TİCARETTEN LOJİSTİĞE GENİŞ BİR AĞ
Tarihe bakıldığında limanların gelişiminin; gemilerin teknolojik gelişimine, deniz ticareti ve deniz gücünün büyüklüğüne göre değişim gösterdiği görülüyor. UNCTAD tarafından yayımlanan 2015 Deniz Taşımacılığı Raporu'na göre 2014 yılında deniz taşımacılığı ticaret hacmi bir önceki yıla göre yüzde 3,4 (300 milyon ton) büyüyerek 9.84 milyar tona ulaştı. Dünya ticaretinin büyük oranda denizyolu taşımacılığı ile yapılmasından dolayı, limanlar uluslararası ticarette önemli bir yere sahip.
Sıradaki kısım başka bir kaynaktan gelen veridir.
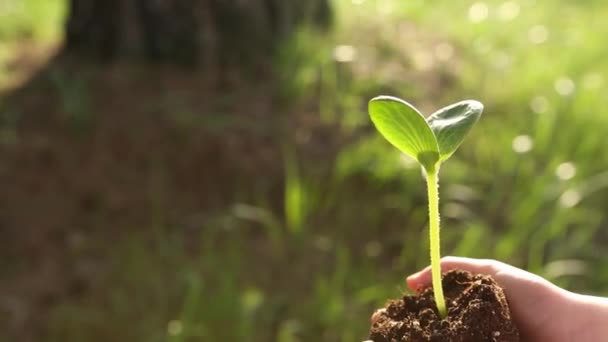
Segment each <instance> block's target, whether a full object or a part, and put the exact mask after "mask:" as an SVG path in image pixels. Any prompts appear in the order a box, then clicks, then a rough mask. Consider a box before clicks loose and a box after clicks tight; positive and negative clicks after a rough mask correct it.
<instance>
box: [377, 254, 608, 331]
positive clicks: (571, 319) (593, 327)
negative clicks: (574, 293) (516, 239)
mask: <svg viewBox="0 0 608 342" xmlns="http://www.w3.org/2000/svg"><path fill="white" fill-rule="evenodd" d="M441 268H442V273H444V272H447V271H449V270H452V269H462V270H466V271H469V272H472V273H480V274H487V275H490V276H492V277H493V278H494V280H496V282H497V283H498V284H499V285H500V286H501V287H502V288H503V289H504V291H505V295H506V297H507V300H508V302H509V307H510V309H511V315H512V318H513V320H514V322H515V324H516V325H517V327H518V328H519V330H520V334H521V338H522V342H537V341H538V342H545V341H553V342H562V341H563V342H566V341H577V342H578V341H601V340H603V339H604V338H606V336H608V331H607V330H608V328H607V327H606V326H607V325H608V324H607V323H608V300H606V299H604V298H597V297H589V296H582V295H577V294H574V293H571V292H568V291H566V290H563V289H561V288H559V287H557V286H556V285H554V284H552V283H551V282H549V281H547V280H545V279H544V278H542V277H540V276H537V275H535V274H532V273H529V272H526V271H524V270H521V269H519V268H516V267H513V266H510V265H507V264H505V263H502V262H499V261H496V260H481V259H470V258H461V257H445V258H443V259H441ZM430 285H431V269H430V267H427V268H425V269H423V270H422V271H420V272H418V273H415V274H413V275H411V276H409V277H408V278H407V286H408V287H409V288H410V289H412V290H417V289H419V288H421V287H428V286H430ZM374 317H377V316H376V314H374V316H372V321H374Z"/></svg>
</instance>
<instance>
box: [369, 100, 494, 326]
mask: <svg viewBox="0 0 608 342" xmlns="http://www.w3.org/2000/svg"><path fill="white" fill-rule="evenodd" d="M482 111H483V105H482V104H481V103H480V102H478V101H474V100H467V101H461V102H458V103H455V104H452V105H450V106H447V107H445V108H442V109H440V110H438V111H437V112H435V113H434V114H433V115H431V116H429V117H428V118H426V119H425V118H424V116H422V114H421V113H420V112H419V111H418V110H417V109H416V108H414V106H412V105H410V104H409V103H407V102H405V101H403V100H401V99H398V98H395V97H390V96H379V97H376V98H373V99H372V100H371V101H370V102H369V115H370V117H371V119H372V121H373V122H374V125H375V126H376V128H377V129H378V131H379V132H380V133H381V134H382V136H384V138H385V139H386V140H388V142H390V143H391V144H392V145H393V146H395V147H396V148H398V149H399V150H400V151H401V152H403V153H405V154H407V155H409V156H411V157H413V158H414V159H416V160H417V161H418V162H419V163H420V165H421V166H422V167H423V168H424V170H425V171H426V183H427V190H428V196H429V234H430V244H431V248H430V251H431V274H432V283H433V290H434V294H435V303H436V305H437V310H438V311H439V315H440V316H441V317H442V318H445V317H446V316H447V309H446V306H445V299H444V297H443V288H442V287H441V267H440V264H439V262H440V258H441V254H440V251H439V247H440V243H439V182H438V173H439V167H440V166H441V163H443V162H444V161H446V160H447V159H448V158H449V157H450V156H451V155H452V154H453V153H454V151H456V149H457V148H458V146H459V145H460V143H461V142H462V140H463V139H464V137H465V136H466V135H467V133H468V132H469V130H470V129H471V127H473V125H475V123H476V122H477V120H478V119H479V117H480V116H481V112H482Z"/></svg>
Limanlar, ulaşım ağının ve ticaretin en önemli giriş çıkış noktalarında yer alıyor. Limanların günümüzdeki rolü artık gemilere ve yüke verilen basit fonksiyonları aşarak lojistik ve endüstriyel hizmetler, ticari, finansal ve hatta arazi iyileştirmesini kapsayan geniş bir alanı oluştur hale geldi.
LİMAN TEKNOLOJİLERİ BİR DÖNÜŞÜM BAŞLATTI
Limanlar değişen dünya paradigmaları sebebiyle yalnızca taşımacılık sisteminin bir iç bileşeni değil; daha geniş üretim, ticaret ve lojistik sistemlerinin önemli bir alt sistemine dönüştü. Küreselleşme, teknolojik değişim ve çevre son yıllarda limanların daha da önemli hale gelmesine sebep oldu. Konteynerizasyon ve intermodal taşımacılık küreselleşmenin bir ürünü olarak ortaya çıktı. Bugün gelişen liman teknolojisi genellikle büyüyen kapasiteleri karşılayarak gemilere hizmet vermeyi, gemilerin limanlarda manevra sürelerini azaltmayı, liman-kara ara yüzlerini hızlandırmayı ve daha temiz ve yeşil liman operasyonları için artan çevresel baskıları karşılamayı amaçlıyor.
KENTLERİ DÖNÜŞTÜREN GÜÇ
Deniz ticaretinde son derece önemli bir role sahip olan limanlar, bulundukları kentin veya bölgenin ekonomisi üzerinde de etkisini giderek artırıyor. Liman arkasında depo konumundaki kentler, limanların son 10 yıldaki gelişimine bağlı olarak bu konumunu terk etti. Limanların kenti arkasından sürükler hale gelmesiyle, kentler liman adıyla anılmaya başlandı ve liman kentler kavramı ortaya çıktı. Özellikle; Rotterdam, Hamburg, Antwerp, Londra, Amsterdam ve Marsilya en önemli liman kentleri arasında yer alıyor. Bir liman, çeşitli ilgili grupların birlikte yaşadığı bir yer olarak kabul edilebilir. Dünya Bankası liman paydaşlarını; hükümetler, taşıma ve terminal operatörleri, taşıyıcılar, ihracatçılar ve ithalatçılar, müşteriler olarak sınıflandırıyor.
Limanlar; büyük gelir ve istihdam kaynağı olmalarının yanı sıra ülkelerin, dünyaya açılan kapıları olarak görülüyor. Yeryüzündeki çeşitli bölgeler arasında sosyal ve ekonomik ilişkilerin gelişmesinde önemli rol oynayan limanlar, uluslararası ticaretin genişlemesinde de inovatif bir konuma sahip. Denizyolu taşımacılığı sektörünün en önemli bileşenlerinden biri limancılık faaliyetleridir. Liman işletmeciliği modern teknoloji gerektirmesi nedeniyle, fazla sermaye gerektiren bir yatırım türü olarak karşımıza çıkıyor.